I crawl up and onto the box spring and push as hard as I can and the mattress and I both go crashing to the floor.

"Whoa!" I blow my hair out of my eyes and pull up the wayward locks into a messy ponytail. "Now, what to do with this mattress. How the heck am I going to get it down the stairs?"

I could wait for Chase to come back from Milton's, or even have the new neighbor boy come and help me carry it out. I flop down on the mattress in indecision.

Whew, I'm exhausted. The constant worry about Chase, are his counseling sessions working? He won't talk to me about them, so I'm not sure. These feeling that I let him down. I mean,
let's be honest, I really, really let him down.

I know that I'm a mess myself. Audrey's hate for Gabe, I know that hate will only lead to self-destruction, to something extremely unhealthy. I know she feels like her whole relationship with her dad was a lie. But I know it wasn't.

Gabe is a great father, probably a little lost himself right now.

I know I'm lost, all that happened to me as a child, I've never dealt with it. I always thought putting it away, shoving it down would somehow work. That's the thing about "putting away". The longer it sits on the "shelf" unresolved, the longer it has to morph into something even bigger.

I know deep down, that's why Gabe left. I'm a broken person, I have things, big things, unresolved.

The sexual abuse I endured; I feel like I'm not even a survivor. A survivor is someone who is still moving along, accomplishing something. Someone who copes well with something exceedingly difficult.

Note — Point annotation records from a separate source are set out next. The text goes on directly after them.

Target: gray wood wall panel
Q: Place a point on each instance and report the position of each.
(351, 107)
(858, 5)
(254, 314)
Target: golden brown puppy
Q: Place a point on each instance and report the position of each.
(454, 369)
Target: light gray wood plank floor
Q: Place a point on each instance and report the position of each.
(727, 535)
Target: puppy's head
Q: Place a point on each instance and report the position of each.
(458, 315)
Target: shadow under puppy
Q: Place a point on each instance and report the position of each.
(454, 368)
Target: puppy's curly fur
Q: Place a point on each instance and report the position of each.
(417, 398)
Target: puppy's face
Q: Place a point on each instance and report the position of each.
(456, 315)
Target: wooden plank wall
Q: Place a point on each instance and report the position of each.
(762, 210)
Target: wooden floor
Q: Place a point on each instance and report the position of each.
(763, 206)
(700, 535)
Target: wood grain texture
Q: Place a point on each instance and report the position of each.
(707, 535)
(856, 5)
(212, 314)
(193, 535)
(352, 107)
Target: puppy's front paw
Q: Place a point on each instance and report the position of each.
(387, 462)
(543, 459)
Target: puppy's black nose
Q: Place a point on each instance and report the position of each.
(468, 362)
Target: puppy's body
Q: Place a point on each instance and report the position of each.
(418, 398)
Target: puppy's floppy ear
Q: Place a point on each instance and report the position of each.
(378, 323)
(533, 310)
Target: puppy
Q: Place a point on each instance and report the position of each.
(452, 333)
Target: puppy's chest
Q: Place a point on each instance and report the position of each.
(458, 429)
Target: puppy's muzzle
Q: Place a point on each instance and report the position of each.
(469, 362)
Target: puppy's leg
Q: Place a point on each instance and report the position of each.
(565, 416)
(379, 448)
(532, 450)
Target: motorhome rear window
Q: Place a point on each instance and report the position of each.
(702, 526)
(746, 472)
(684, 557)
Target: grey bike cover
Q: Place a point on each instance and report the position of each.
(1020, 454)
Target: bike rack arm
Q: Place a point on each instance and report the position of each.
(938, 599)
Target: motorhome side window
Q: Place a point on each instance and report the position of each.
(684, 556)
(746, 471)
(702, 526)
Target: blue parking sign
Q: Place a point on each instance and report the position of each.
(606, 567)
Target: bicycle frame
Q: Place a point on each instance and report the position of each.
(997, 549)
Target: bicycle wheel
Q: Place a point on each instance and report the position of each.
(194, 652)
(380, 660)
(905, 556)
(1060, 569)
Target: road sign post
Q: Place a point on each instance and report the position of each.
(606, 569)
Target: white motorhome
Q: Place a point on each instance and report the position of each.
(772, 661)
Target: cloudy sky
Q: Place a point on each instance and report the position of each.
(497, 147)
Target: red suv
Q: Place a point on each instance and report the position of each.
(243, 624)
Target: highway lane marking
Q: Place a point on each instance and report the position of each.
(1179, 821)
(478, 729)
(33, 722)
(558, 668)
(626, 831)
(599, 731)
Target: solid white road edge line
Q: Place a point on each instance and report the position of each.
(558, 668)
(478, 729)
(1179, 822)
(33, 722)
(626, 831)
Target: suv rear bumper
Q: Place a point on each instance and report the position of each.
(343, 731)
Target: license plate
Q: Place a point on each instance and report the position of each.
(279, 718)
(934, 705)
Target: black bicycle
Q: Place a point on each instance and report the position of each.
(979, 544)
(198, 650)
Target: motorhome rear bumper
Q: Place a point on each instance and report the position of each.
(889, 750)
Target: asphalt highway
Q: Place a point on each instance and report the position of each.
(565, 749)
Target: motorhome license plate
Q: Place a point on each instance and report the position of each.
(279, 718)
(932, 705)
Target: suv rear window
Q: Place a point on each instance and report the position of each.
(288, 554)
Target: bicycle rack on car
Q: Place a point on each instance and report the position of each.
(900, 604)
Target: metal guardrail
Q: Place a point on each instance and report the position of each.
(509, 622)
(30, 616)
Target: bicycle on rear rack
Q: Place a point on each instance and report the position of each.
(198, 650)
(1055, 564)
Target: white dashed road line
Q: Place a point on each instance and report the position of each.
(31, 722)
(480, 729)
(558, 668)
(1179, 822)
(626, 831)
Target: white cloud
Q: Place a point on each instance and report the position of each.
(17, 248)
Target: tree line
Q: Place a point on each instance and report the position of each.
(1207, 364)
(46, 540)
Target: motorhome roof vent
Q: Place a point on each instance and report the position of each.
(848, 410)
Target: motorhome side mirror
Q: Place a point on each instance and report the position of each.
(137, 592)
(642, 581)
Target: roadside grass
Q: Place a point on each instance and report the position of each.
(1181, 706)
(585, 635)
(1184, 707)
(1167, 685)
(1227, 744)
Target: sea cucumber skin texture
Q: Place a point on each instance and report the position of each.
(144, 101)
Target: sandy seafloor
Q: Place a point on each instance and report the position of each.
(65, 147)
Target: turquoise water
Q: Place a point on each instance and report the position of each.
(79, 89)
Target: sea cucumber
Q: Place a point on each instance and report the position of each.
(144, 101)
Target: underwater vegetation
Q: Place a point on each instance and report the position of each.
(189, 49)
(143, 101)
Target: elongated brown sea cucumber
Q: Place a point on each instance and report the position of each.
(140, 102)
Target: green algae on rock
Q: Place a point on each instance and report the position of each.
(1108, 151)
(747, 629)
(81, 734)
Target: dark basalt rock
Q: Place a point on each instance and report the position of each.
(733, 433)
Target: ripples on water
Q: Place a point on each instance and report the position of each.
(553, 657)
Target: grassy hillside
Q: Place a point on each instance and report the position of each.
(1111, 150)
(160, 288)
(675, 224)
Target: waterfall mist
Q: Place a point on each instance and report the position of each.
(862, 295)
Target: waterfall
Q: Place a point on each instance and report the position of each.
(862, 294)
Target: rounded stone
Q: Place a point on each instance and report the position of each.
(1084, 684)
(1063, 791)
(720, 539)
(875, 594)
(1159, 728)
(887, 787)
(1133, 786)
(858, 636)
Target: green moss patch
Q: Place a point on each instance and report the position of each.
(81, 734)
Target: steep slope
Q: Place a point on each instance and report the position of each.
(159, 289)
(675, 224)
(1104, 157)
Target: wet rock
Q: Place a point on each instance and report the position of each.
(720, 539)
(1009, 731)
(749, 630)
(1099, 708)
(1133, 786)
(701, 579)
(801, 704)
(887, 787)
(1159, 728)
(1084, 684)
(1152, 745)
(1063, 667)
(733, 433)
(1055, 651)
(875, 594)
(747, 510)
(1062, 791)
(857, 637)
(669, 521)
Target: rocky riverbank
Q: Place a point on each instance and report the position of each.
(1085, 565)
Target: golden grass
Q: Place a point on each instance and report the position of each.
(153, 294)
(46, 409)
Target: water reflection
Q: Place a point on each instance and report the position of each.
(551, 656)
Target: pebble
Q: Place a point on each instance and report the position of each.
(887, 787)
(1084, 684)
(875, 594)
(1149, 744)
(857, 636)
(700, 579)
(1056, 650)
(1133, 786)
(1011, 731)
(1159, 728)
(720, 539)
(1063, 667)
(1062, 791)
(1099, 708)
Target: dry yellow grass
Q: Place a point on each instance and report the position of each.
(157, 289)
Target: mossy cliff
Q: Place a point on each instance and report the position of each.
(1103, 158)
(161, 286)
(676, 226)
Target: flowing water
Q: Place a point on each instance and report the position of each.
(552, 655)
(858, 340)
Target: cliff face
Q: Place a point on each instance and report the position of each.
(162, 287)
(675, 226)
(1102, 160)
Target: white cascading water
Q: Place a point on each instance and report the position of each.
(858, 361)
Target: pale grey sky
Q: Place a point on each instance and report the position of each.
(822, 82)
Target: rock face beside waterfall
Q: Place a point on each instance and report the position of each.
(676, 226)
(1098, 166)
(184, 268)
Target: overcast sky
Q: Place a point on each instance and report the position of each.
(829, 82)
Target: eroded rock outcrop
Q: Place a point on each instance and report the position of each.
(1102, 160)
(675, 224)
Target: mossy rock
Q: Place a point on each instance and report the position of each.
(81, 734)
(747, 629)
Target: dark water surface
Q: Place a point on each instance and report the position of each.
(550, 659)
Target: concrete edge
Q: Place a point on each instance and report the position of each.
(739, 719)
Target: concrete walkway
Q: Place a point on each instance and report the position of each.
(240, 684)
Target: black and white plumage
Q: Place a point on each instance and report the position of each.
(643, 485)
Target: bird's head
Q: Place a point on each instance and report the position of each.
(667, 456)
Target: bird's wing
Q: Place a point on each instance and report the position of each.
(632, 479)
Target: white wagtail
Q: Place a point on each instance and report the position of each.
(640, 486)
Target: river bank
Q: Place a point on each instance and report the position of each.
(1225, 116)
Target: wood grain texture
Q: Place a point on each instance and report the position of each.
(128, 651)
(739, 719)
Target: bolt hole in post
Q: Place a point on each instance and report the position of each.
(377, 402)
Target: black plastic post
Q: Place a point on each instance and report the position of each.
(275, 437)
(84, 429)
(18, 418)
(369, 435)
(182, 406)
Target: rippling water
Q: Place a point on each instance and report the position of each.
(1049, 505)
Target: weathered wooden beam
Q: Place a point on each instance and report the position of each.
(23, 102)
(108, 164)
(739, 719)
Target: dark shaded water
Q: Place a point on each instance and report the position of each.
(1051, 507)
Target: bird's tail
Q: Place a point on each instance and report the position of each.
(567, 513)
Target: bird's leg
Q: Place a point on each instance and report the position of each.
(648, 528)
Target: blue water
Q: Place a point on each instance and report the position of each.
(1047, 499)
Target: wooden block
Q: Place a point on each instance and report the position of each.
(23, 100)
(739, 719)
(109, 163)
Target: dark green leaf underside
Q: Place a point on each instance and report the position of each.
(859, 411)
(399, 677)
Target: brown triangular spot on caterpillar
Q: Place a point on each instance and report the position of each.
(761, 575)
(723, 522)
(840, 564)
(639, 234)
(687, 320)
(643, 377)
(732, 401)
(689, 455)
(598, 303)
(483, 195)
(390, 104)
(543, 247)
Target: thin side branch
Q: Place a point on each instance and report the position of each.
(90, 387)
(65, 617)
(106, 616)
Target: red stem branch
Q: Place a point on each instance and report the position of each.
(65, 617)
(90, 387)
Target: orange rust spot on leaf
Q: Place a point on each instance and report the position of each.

As a child, after my mother would pick me up from my aunt and uncle's house, I would crawl into my closet and lie down on the floor. My stuffed rabbit, Bonnie, was always there waiting for me. I would hug her tightly, and chant over and over. "I hope I can go to Cecil's tomorrow; I hope I can go to Cecil's tomorrow."

I promised myself I would be a survivor, that if I ever had kids, I would know what they were going through so I could help them. To help them survive whatever came their way.

My parents weren't there for me, they didn't take the time to see me and what I was screaming for them to see.

These thoughts bring tears to my eyes. A parent is someone you should be able to count on, to trust in. I close my eyes and continue to lay on the stripped mattress. I feel stripped, I feel raw. I want to be a thriver, not just a survivor.

But how do I do that? I'm so overwhelmed, how do I fix myself and help my kids?

I must I fall asleep because the next thing I hear is someone calling my name. The room is cast in shadows, greys and purples. How long was I sleeping?